Permanent life insurance policies often contain a cash value component that can be accessed during the policyholder's life. This cash value grows over time as you pay your premiums. If you have a permanent life insurance policy that has accumulated a significant amount of funds in its cash value, you can use that money while you're alive to pay premiums, take out a loan, or withdraw cash permanently. However, it's important to note that withdrawing money will leave less for your heirs after your death.

  • Cover your policy premiums: The premiums on permanent life insurance policies can be expensive. Once your cash value reaches a certain point, some insurers and policies let you use it to pay for your coverage. This can be helpful if, for example, you need to reduce your monthly expenses but want to keep your policy in place.
  • Take out a life insurance loan: Insurers often offer loans once policyholders have paid a certain amount into the policy. Life insurance loans can be a low-cost, flexible way to tap into your cash value while keeping your coverage in place. There are no credit or income checks required, and you can repay the loan while you're alive or with the policy death benefit. However, an outstanding loan could reduce your cash value growth, and if you die before paying off the loan, the outstanding balance will be deducted from the death benefit your beneficiary receives.
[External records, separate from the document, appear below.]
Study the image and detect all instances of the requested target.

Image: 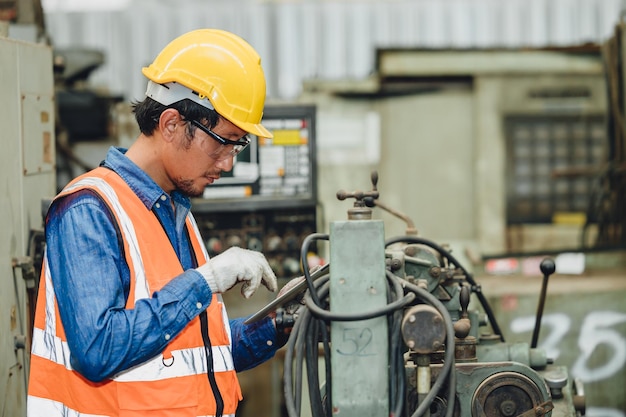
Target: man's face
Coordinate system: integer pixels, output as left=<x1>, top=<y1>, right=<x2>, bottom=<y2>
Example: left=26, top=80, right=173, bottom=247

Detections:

  • Withdraw funds from your policy: You can withdraw up to the amount you've paid without paying any income taxes. However, if you withdraw more than you've paid in premiums, you will likely owe income tax on any earnings. Withdrawals will typically result in a reduction in your death benefit and may also set back the growth of your cash value account.
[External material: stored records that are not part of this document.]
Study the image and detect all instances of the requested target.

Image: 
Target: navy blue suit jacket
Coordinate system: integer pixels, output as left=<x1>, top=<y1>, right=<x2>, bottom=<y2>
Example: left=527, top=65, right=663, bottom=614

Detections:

  • Surrender your policy for cash: If you're willing to end your policy, you can cancel it and receive a surrender cash value payment, which may be a lump sum or paid over time. While this can allow you to access a large portion of your cash value, you'll no longer have life insurance coverage, so your beneficiary won't receive a death benefit. Surrender fees and taxes could also reduce the amount you receive.
  • Sell your policy: You might be able to sell your policy through a life settlement or viatical settlement, receiving more than the cash surrender value but less than the death benefit. Once the sale is complete, the buyer becomes responsible for paying your insurance premiums and maintenance fees for the rest of your life, and they will receive the policy's death benefit when you pass away. Not all policies can be sold, and there may be requirements regarding the policy type, the age of the policyholder, and the policy's face value.
  • Apply the cash value to your premium: You may be able to use the cash value of your policy to pay for part or all of your premiums, reducing your out-of-pocket costs for maintaining the policy.

It's important to carefully consider the consequences of accessing your cash value, as it will impact the amount available to you, your death benefit, and your account's growth. A financial advisor can help you understand the potential implications of accessing your cash value.